L’utilisation de ce passage signifie que Marie, jusqu’alors simplement la Mère de Jésus, associée à Christ dans la Passion avec sa douleur, devient la Mère de tous ceux qui croient, de toute l’humanité appelée au salut. Les fidèles, à l’imitation de Marie, sont également invités à pratiquer l’obéissance par la souffrance et à s’engager quotidiennement et constamment pour devenir «parfaits» et ainsi participer à la plénitude de la gloire de Christ ressuscité.
«Père, je remets mon esprit entre tes mains» dit Jésus peu avant sa mort, citant le psaume 30,6, proposé comme psaume responsorial.
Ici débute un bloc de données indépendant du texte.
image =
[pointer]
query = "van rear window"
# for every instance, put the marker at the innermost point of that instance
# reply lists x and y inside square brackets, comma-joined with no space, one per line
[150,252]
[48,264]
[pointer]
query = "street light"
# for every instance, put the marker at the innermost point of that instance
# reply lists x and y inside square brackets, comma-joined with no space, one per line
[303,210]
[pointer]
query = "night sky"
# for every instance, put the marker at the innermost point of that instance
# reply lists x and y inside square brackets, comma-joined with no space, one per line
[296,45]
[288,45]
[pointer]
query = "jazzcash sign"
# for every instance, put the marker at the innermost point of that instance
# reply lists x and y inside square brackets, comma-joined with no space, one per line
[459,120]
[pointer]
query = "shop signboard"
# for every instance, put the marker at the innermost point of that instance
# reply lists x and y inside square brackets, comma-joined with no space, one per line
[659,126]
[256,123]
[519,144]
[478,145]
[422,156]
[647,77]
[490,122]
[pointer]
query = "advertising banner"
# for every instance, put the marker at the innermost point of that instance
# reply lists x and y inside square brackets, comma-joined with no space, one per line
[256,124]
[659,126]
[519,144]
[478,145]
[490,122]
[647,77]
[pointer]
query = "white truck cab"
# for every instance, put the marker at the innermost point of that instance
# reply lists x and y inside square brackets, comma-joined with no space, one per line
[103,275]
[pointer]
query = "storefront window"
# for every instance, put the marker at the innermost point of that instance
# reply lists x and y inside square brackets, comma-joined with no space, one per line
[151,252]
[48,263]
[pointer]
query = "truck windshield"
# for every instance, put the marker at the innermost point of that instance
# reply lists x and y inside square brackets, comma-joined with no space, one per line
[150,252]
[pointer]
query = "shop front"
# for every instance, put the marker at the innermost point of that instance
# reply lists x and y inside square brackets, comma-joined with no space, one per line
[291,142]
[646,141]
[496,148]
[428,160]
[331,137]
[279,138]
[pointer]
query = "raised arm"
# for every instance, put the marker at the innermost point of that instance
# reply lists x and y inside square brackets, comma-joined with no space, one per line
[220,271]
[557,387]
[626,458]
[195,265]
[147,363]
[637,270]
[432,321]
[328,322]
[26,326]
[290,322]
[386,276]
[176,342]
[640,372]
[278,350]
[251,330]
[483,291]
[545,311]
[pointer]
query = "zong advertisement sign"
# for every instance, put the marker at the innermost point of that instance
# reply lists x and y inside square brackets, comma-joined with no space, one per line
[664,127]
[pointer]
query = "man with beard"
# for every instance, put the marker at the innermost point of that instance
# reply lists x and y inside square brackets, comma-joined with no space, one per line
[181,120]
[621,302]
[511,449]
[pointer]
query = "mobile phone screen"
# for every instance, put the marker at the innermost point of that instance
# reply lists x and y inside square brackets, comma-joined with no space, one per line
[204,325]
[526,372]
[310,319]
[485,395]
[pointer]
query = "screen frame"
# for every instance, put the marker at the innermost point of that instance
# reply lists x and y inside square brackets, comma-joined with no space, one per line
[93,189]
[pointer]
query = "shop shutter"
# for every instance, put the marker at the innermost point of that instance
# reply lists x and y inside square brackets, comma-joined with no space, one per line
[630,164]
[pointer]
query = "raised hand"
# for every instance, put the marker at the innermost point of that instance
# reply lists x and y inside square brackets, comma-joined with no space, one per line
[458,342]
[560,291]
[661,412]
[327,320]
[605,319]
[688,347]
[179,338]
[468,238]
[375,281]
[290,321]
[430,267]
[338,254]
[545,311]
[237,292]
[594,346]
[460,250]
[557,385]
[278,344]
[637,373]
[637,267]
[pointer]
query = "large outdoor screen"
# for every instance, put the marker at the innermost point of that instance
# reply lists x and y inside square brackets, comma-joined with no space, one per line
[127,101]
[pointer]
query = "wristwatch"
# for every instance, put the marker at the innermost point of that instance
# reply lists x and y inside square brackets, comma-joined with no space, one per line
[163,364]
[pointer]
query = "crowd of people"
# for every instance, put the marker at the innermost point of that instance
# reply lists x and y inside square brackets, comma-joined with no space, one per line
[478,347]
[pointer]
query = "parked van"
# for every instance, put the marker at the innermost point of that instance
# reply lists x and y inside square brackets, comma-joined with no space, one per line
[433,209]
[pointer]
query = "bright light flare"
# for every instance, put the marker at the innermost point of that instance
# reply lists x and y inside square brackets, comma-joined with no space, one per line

Selon Luc 23,46, Jésus tire de ce psaume la prière de l’abandon confiant à la croix, une invocation également attribuable à Marie, debout près de la croix, et à l’assemblée réunie pour la commémoration de la Vierge. Avec le refrain : «Aide-moi dans ma douleur, Seigneur», le psaume résume le chagrin des souffrants, des marginalisés, des opprimés, des persécutés, des exclus, un cri que Christ fait sien dans la Passion et qui trouve écho dans le cœur de sa mère. En référence à d’autres textes de l’Écriture, le psaume devient une source de lumière et d’espoir pour tous.
La lecture de l’Évangile est la péricophe classique de Jean 19,25-27. L’utilisation fréquente de ce passage révèle le potentiel de la parole de Dieu, toujours immuable, mais continuellement manifestée à l’homme et à la femme dans ses richesses infinies, permettant ainsi à l’Église de pénétrer de plus en plus dans le mystère et d’en expérimenter le sens. Le passage nous invite à contempler Marie près de la croix au moment où Jésus, mourant, lui confie le disciple bien-aimé tous ceux pour qui il verse son sang. La remise est alors réaffirmée par les paroles adressées au disciple : «Voici ta mère». Marie apparaît comme la Nouvelle Éva, la mère des vivants et l’image de l’Église, à côté du nouveau Adam endormi dans la mort féconde.
Les paroles de l’Évangile révèlent que Christ, premier-né d’une multitude de frères, et le disciple bien-aimé ont la même Mère : la douleur de Marie à la croix est la souffrance maternelle, génératrice de la vie.
Les trois textes eucharistiques [textes des prières de la Sainte Messe] unissent le mystère de Notre-Dame des Douleurs avec la vocation de l’Église à s’unir au mystère pascal de Christ.
Reconnaissant que, par la volonté du Père, Marie est proche de la croix du Fils, dans la Prière collecte, nous demandons à Dieu que l’Église, « associée à Marie dans la passion de Christ, participe de la gloire de la résurrection ».
Dans la Prière sur les offrandes, en présentant les offrandes sur l’autel, l’Église se soumet également au Dieu miséricordieux, unie à la douce Mère donnée-reçue sous la croix de Christ.
Enfin, la Prière après la communion, se référant à Colossiens 1,24, rappelle le lien qui unit l’Église à Marie : la participation aux sacrements salutaires en mémoire de la Vierge des Douleurs engage les fidèles à s’assimiler à Celle qui a agi dans la rédemption. C’est pourquoi nous implorons Dieu aide, encouragement et soutien à l’Église, afin que dans chaque membre de celle-ci soit accompli ce qui manque à la passion de Christ, son Fils.
Pour approfondir la réflexion sur la mémoire liturgique de Notre-Dame des Douleurs, consultez l’exhortation apostolique Marialis Cultus de Paul VI, qui intègre les fêtes mariales de souffrance et de compassion dans le calendrier liturgique de l’Église.